Der Wirtschaftsdachverband Economiesuisse zieht Bilanz aus den Abstimmungen vom Wochenende. Der grösste Unsicherheitsfaktor ist geblieben.

Hat die Abstimmungsergebnisse so erwartet: Economiesuisse-Chefökonom Rudolf Minsch bei einer Pressekonferenz im vergangenen Jahr. (2. Dezember 2013)
Hat die Abstimmungsergebnisse so erwartet: Economiesuisse-Chefökonom Rudolf Minsch bei einer Pressekonferenz im vergangenen Jahr. (2. Dezember 2013)
Keystone

Die Ablehnung der Ecopop- und der Goldinitiative stärke das Vertrauen der Wirtschaft in den Standort Schweiz, sagt Rudolf Minsch vom Wirtschaftsdachverband Economiesuisse. Ansonsten hätten die Abstimmungen keine Auswirkungen, weil die Ergebnisse von der Wirtschaft erwartet worden seien.

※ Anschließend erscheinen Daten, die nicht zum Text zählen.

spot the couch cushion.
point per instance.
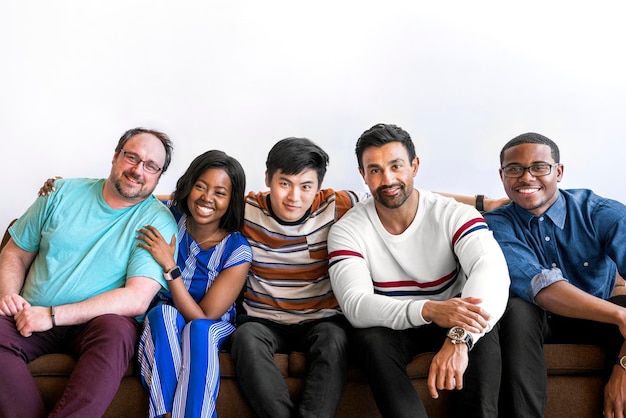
(570, 359)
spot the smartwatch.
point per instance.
(172, 274)
(480, 202)
(459, 335)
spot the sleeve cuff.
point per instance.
(545, 279)
(414, 313)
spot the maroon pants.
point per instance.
(103, 347)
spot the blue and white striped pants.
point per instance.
(179, 362)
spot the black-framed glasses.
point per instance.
(535, 170)
(133, 159)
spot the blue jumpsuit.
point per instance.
(179, 361)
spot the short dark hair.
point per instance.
(233, 218)
(532, 138)
(293, 155)
(382, 134)
(165, 140)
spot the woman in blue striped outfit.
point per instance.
(178, 349)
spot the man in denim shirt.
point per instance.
(563, 248)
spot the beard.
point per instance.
(134, 193)
(392, 202)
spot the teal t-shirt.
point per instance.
(85, 247)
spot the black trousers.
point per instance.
(383, 354)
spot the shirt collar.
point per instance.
(557, 212)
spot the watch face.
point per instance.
(456, 333)
(175, 273)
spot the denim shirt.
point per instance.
(581, 238)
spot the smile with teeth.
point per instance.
(528, 190)
(133, 179)
(205, 211)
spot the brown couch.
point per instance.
(574, 380)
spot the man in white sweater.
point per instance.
(414, 271)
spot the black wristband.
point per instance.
(480, 202)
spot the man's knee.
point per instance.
(113, 328)
(249, 338)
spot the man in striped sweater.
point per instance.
(288, 301)
(410, 268)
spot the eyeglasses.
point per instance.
(535, 170)
(133, 159)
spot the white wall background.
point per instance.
(462, 77)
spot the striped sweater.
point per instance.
(288, 280)
(382, 279)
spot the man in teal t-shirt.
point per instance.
(72, 279)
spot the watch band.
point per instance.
(480, 203)
(172, 274)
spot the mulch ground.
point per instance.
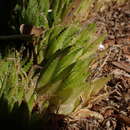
(110, 109)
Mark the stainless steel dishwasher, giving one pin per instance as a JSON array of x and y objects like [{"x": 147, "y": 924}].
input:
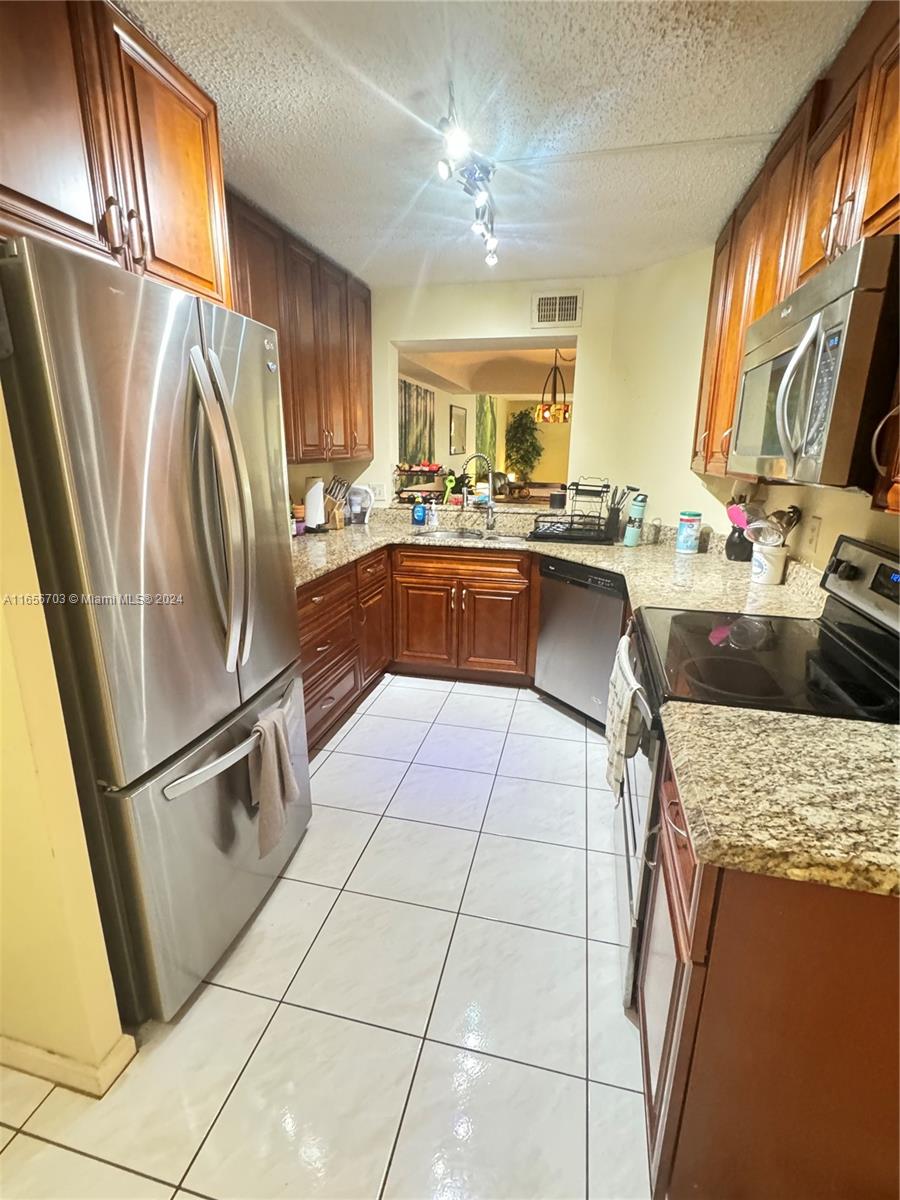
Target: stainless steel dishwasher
[{"x": 582, "y": 617}]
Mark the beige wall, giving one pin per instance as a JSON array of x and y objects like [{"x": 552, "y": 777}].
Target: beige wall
[
  {"x": 58, "y": 1012},
  {"x": 639, "y": 352}
]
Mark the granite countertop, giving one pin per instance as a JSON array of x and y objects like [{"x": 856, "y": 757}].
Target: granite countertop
[
  {"x": 771, "y": 793},
  {"x": 799, "y": 797},
  {"x": 654, "y": 575}
]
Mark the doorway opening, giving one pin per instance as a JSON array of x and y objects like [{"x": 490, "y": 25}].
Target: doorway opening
[{"x": 496, "y": 396}]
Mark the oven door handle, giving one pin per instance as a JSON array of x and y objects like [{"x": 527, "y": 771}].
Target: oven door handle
[{"x": 784, "y": 433}]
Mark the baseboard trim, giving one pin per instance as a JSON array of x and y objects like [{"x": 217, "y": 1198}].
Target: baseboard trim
[{"x": 82, "y": 1077}]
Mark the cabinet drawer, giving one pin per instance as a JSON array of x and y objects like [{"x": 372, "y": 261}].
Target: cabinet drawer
[
  {"x": 324, "y": 597},
  {"x": 372, "y": 570},
  {"x": 483, "y": 564},
  {"x": 330, "y": 695},
  {"x": 327, "y": 643}
]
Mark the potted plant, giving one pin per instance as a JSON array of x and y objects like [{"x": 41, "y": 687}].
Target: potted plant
[{"x": 523, "y": 447}]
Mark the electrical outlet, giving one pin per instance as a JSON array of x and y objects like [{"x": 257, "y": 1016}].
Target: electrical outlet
[{"x": 810, "y": 543}]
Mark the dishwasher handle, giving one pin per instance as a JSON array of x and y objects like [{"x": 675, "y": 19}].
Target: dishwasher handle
[{"x": 593, "y": 579}]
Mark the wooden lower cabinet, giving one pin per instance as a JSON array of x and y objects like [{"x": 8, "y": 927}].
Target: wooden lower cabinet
[
  {"x": 469, "y": 612},
  {"x": 769, "y": 1014},
  {"x": 493, "y": 627},
  {"x": 425, "y": 627},
  {"x": 375, "y": 631}
]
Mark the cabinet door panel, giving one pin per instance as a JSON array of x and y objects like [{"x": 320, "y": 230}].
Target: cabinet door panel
[
  {"x": 334, "y": 358},
  {"x": 712, "y": 347},
  {"x": 55, "y": 165},
  {"x": 258, "y": 258},
  {"x": 425, "y": 621},
  {"x": 829, "y": 185},
  {"x": 169, "y": 133},
  {"x": 493, "y": 627},
  {"x": 742, "y": 282},
  {"x": 301, "y": 305},
  {"x": 778, "y": 241},
  {"x": 359, "y": 321},
  {"x": 881, "y": 205},
  {"x": 375, "y": 631}
]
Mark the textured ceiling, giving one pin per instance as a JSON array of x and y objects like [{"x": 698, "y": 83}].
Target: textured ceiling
[
  {"x": 498, "y": 371},
  {"x": 624, "y": 132}
]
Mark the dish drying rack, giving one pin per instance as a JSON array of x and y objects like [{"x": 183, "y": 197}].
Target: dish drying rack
[{"x": 589, "y": 516}]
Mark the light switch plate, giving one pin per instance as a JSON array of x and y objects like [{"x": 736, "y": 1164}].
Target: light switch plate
[{"x": 813, "y": 529}]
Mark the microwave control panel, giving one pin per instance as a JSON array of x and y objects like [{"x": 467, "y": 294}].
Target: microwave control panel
[{"x": 823, "y": 393}]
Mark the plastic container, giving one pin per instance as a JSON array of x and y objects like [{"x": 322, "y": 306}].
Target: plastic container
[
  {"x": 688, "y": 535},
  {"x": 635, "y": 520},
  {"x": 768, "y": 564}
]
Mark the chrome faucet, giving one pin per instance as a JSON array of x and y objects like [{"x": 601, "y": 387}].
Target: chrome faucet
[{"x": 491, "y": 517}]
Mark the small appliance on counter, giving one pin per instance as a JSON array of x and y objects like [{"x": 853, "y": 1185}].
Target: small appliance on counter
[
  {"x": 361, "y": 501},
  {"x": 315, "y": 503}
]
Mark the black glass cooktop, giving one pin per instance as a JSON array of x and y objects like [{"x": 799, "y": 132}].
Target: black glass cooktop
[{"x": 777, "y": 663}]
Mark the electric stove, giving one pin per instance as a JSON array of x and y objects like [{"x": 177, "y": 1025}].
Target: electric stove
[{"x": 843, "y": 664}]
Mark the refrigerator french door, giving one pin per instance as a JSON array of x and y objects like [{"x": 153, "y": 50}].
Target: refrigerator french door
[{"x": 148, "y": 435}]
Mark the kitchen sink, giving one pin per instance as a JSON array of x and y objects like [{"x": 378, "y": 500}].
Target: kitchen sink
[{"x": 445, "y": 534}]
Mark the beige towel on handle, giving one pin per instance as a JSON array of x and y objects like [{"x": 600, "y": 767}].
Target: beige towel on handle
[
  {"x": 623, "y": 719},
  {"x": 273, "y": 784}
]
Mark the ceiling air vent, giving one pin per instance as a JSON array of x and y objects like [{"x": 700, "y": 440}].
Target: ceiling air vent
[{"x": 556, "y": 310}]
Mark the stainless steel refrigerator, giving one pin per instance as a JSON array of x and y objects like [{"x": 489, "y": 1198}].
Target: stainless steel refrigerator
[{"x": 149, "y": 439}]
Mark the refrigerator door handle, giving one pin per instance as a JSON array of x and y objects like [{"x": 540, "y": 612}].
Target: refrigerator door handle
[
  {"x": 246, "y": 497},
  {"x": 203, "y": 774},
  {"x": 231, "y": 505}
]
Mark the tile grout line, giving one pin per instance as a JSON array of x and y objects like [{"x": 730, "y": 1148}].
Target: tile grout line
[{"x": 441, "y": 976}]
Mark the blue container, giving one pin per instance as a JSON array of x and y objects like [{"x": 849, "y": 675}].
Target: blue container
[
  {"x": 688, "y": 537},
  {"x": 635, "y": 520}
]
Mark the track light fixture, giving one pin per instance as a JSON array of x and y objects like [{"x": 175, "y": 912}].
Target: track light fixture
[{"x": 473, "y": 173}]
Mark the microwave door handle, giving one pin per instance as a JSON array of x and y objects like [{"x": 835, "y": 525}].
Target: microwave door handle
[
  {"x": 231, "y": 505},
  {"x": 784, "y": 433},
  {"x": 246, "y": 498}
]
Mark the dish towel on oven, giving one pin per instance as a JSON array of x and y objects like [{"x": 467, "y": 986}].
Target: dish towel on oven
[
  {"x": 623, "y": 720},
  {"x": 273, "y": 783}
]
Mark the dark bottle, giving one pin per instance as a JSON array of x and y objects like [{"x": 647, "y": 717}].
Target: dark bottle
[{"x": 737, "y": 547}]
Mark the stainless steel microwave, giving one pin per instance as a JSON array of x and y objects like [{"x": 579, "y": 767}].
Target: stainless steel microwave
[{"x": 817, "y": 373}]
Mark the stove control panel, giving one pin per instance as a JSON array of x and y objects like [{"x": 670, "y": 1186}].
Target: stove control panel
[{"x": 867, "y": 577}]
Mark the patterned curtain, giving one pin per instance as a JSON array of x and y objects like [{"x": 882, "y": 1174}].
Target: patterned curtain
[
  {"x": 485, "y": 430},
  {"x": 417, "y": 423}
]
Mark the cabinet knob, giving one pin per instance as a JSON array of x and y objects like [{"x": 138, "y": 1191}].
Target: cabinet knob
[{"x": 113, "y": 221}]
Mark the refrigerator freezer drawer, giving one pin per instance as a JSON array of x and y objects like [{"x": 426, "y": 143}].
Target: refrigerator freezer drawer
[{"x": 190, "y": 863}]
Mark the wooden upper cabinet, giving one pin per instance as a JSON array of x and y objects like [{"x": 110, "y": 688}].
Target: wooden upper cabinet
[
  {"x": 57, "y": 171},
  {"x": 738, "y": 306},
  {"x": 167, "y": 138},
  {"x": 300, "y": 306},
  {"x": 359, "y": 323},
  {"x": 334, "y": 343},
  {"x": 258, "y": 287},
  {"x": 783, "y": 178},
  {"x": 828, "y": 198},
  {"x": 712, "y": 346},
  {"x": 880, "y": 169}
]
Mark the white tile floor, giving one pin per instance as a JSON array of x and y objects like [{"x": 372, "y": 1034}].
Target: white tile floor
[{"x": 427, "y": 1007}]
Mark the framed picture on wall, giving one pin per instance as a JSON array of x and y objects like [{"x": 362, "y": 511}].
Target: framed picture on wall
[{"x": 457, "y": 429}]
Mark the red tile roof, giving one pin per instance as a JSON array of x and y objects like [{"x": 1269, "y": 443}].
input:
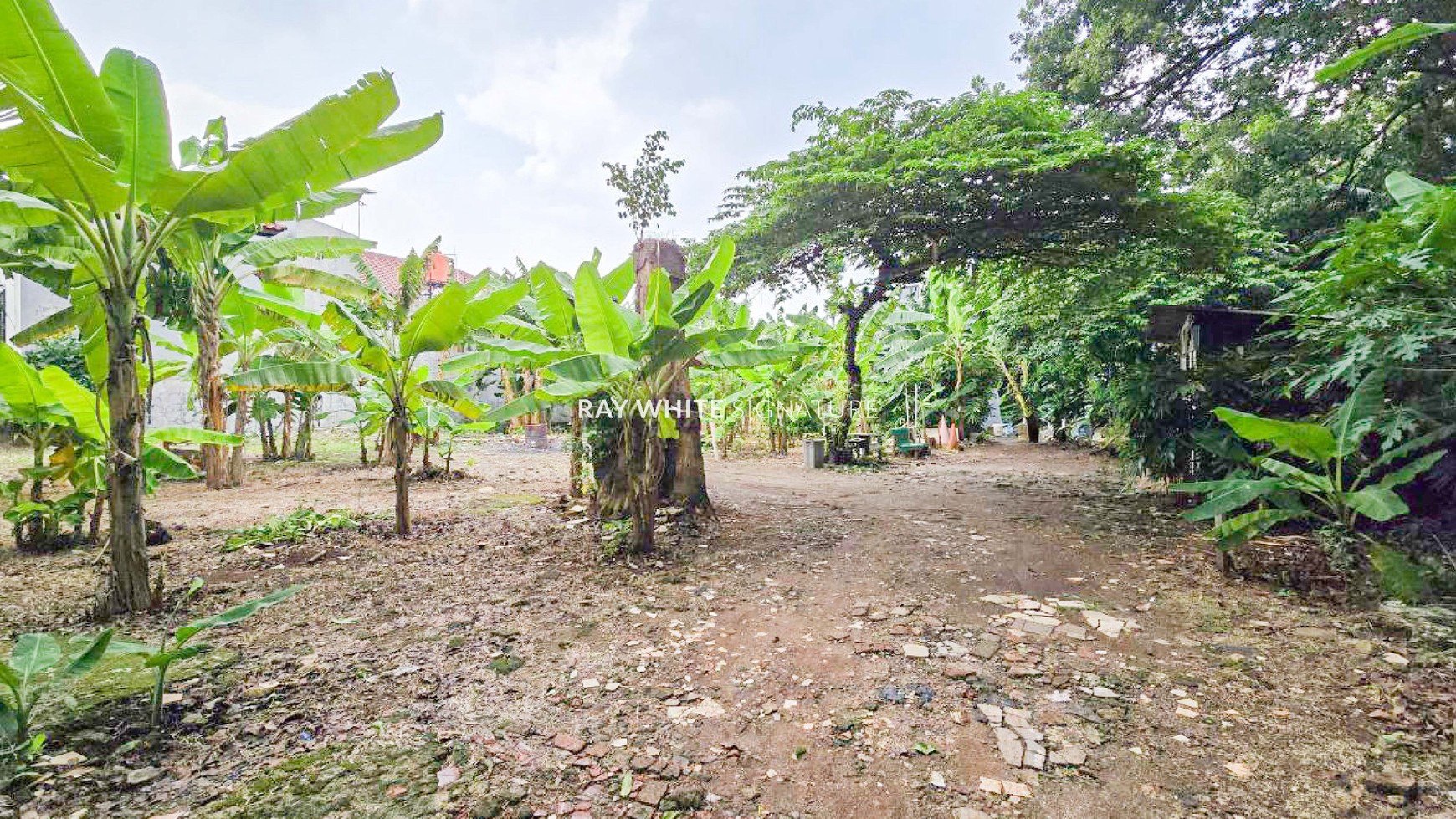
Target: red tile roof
[{"x": 386, "y": 269}]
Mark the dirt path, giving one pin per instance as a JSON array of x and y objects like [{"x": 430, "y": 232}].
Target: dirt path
[{"x": 769, "y": 665}]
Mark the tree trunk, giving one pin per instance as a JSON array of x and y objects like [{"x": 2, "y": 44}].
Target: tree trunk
[
  {"x": 210, "y": 390},
  {"x": 33, "y": 535},
  {"x": 574, "y": 484},
  {"x": 854, "y": 386},
  {"x": 612, "y": 470},
  {"x": 303, "y": 445},
  {"x": 683, "y": 480},
  {"x": 235, "y": 458},
  {"x": 1030, "y": 415},
  {"x": 128, "y": 588},
  {"x": 399, "y": 421},
  {"x": 287, "y": 425},
  {"x": 641, "y": 458}
]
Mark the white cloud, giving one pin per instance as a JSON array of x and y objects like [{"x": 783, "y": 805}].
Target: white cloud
[
  {"x": 714, "y": 108},
  {"x": 554, "y": 96},
  {"x": 191, "y": 106}
]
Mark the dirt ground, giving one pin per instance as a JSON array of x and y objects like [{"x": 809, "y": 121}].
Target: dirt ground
[{"x": 1009, "y": 630}]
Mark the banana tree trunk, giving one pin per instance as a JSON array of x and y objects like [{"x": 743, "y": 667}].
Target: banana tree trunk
[
  {"x": 303, "y": 445},
  {"x": 574, "y": 484},
  {"x": 210, "y": 389},
  {"x": 683, "y": 479},
  {"x": 33, "y": 535},
  {"x": 287, "y": 425},
  {"x": 643, "y": 468},
  {"x": 127, "y": 590},
  {"x": 235, "y": 458},
  {"x": 1033, "y": 422},
  {"x": 399, "y": 422},
  {"x": 854, "y": 384}
]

Der Wirtschaftsdachverband habe darum auch kein Konjunkturszenario ausgearbeitet für den Fall einer Annahme der Initiativen, sagte Economiesuisse-Chefökonom Minsch bei der Präsentation des konjunkturellen Ausblicks in Zürich.

Vor allem ein Ja zur Ecopop-Initiative wäre für die Wirtschaft ein gewaltiger Schock gewesen, der grosse Auswirkungen auf die Investitionstätigkeit der Unternehmen gehabt hätte, sagte er. «In einem solchen Fall hätten wir unsere Prognosen revidieren müssen.»

Vorübergehende Abschwächung prognostiziert

Unsicherheit gehe jedoch nach wie vor von der noch nicht umgesetzten Masseneinwanderungsinitiative aus. Economiesuisse prognostiziere darum auch eine vorübergehende Abschwächung der Ausrüstungsinvestitionen.

Der Effekt dürfte sich jedoch abschwächen. Denn die Schweizer Unternehmer gingen davon aus, dass die Politik für die Umsetzung der Initiative eine Lösung finden werde, die die negativen Auswirkungen auf die Wirtschaft gering halte.